Although many bigger charities have much bigger coffers, there's none nobler than Poverello. (The name is an Italian diminutive for "poor little one.") Every dollar raised by this AIDS relief organization, run by volunteers and Fr. William F. Collins, the unassuming but tireless Franciscan priest who started it in 1987, goes directly toward feeding and otherwise assisting people living with HIV. The agency runs a food bank and a fitness center for its more than 6000 clients, as well as a thrift store open to the public. When he's not visiting homes or hospitals or performing memorial services, "Father Bill" can often be seen rubbing elbows with drag queens and strippers as he makes the rounds of fundraising events at the many local gay bars that support his work.

Buddy Nevins may have a name that belongs on the liner notes of a country and western album, but the politicians he zings are the ones who have tears falling into their beers.

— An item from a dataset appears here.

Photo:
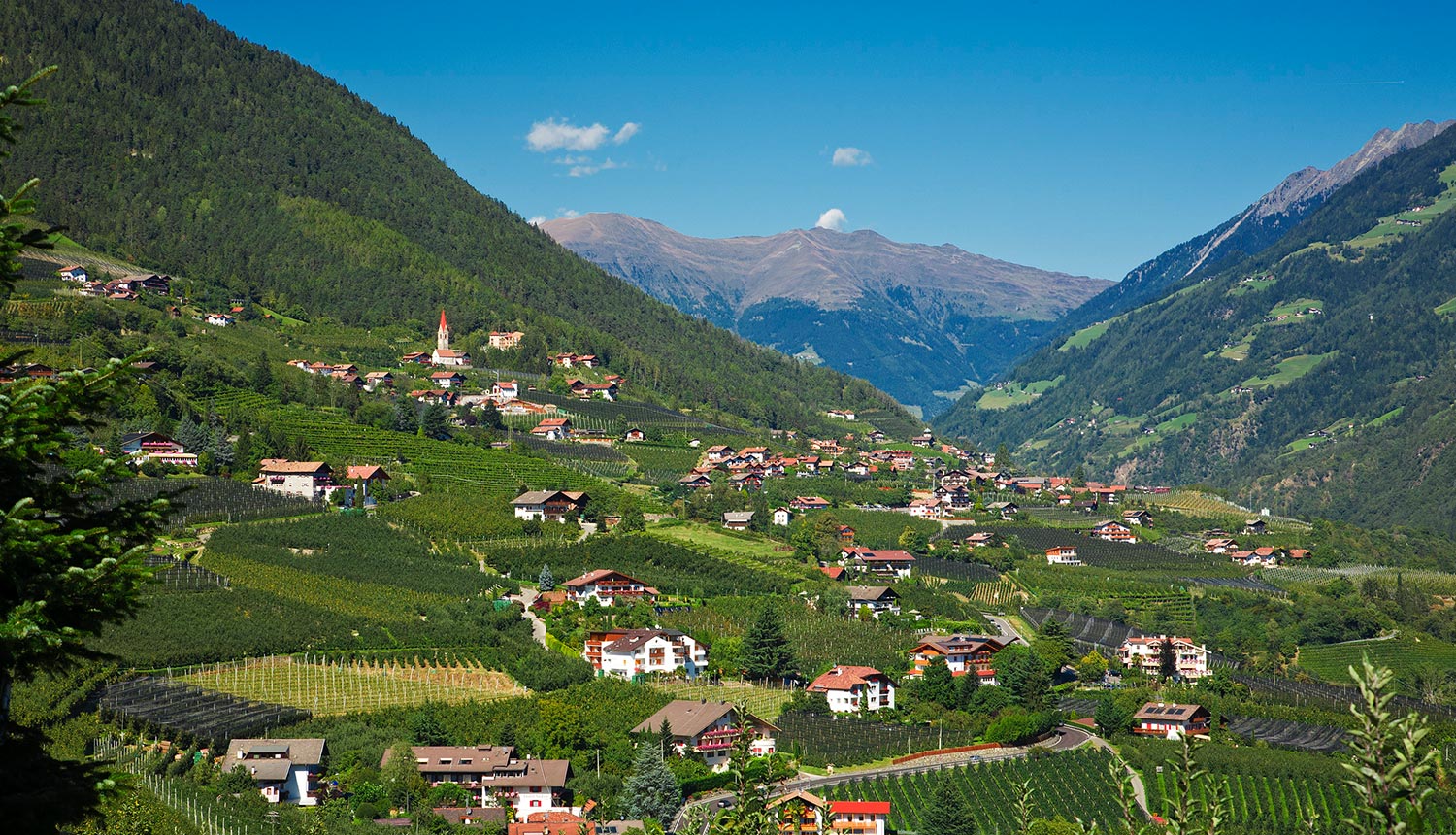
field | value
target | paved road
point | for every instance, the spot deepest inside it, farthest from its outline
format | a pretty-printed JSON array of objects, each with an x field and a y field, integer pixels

Nevins, a 20-year Sun-Sentinel vet, took over the "political writer" mantle five years ago and immediately turned the once-lifeless political column into a news-breaker, uncovering political hypocrisy, corruption, and various shenanigans on a weekly basis. For all his columnizing, however, Nevins doesn't come across as mean-spirited or holier-than-thou. You can't even tell if the guy is a Democrat or Republican. "I'm an equal-opportunity insulter," he says with a laugh. Don't stop tellin' on them cheatin' hearts, Buddy.
Without a doubt, one of the nastiest places in which to spend a day is Room 130 of the Broward County Courthouse in Fort Lauderdale. This is where not-so-upstanding citizens go to take care of parking fines and other misdemeanors. Apparently we have a lot of traffic scofflaws in this region, because the lines in room 130 are long. The room can get mighty crowded and uncomfortable on a hot, nasty summer day. We guarantee there would be a lot more bloodshed in this room -- we're talking about traffic offenders, after all -- if not for the little magic box in the corner. On most days it's tuned to CNN, but we've also stumbled onto Oprah and Golden Girls reruns. The TV was actually donated to room 130 six years ago by now-retired judge Gerald Mager. But let us praise his honor, because his is a gift that keeps on giving.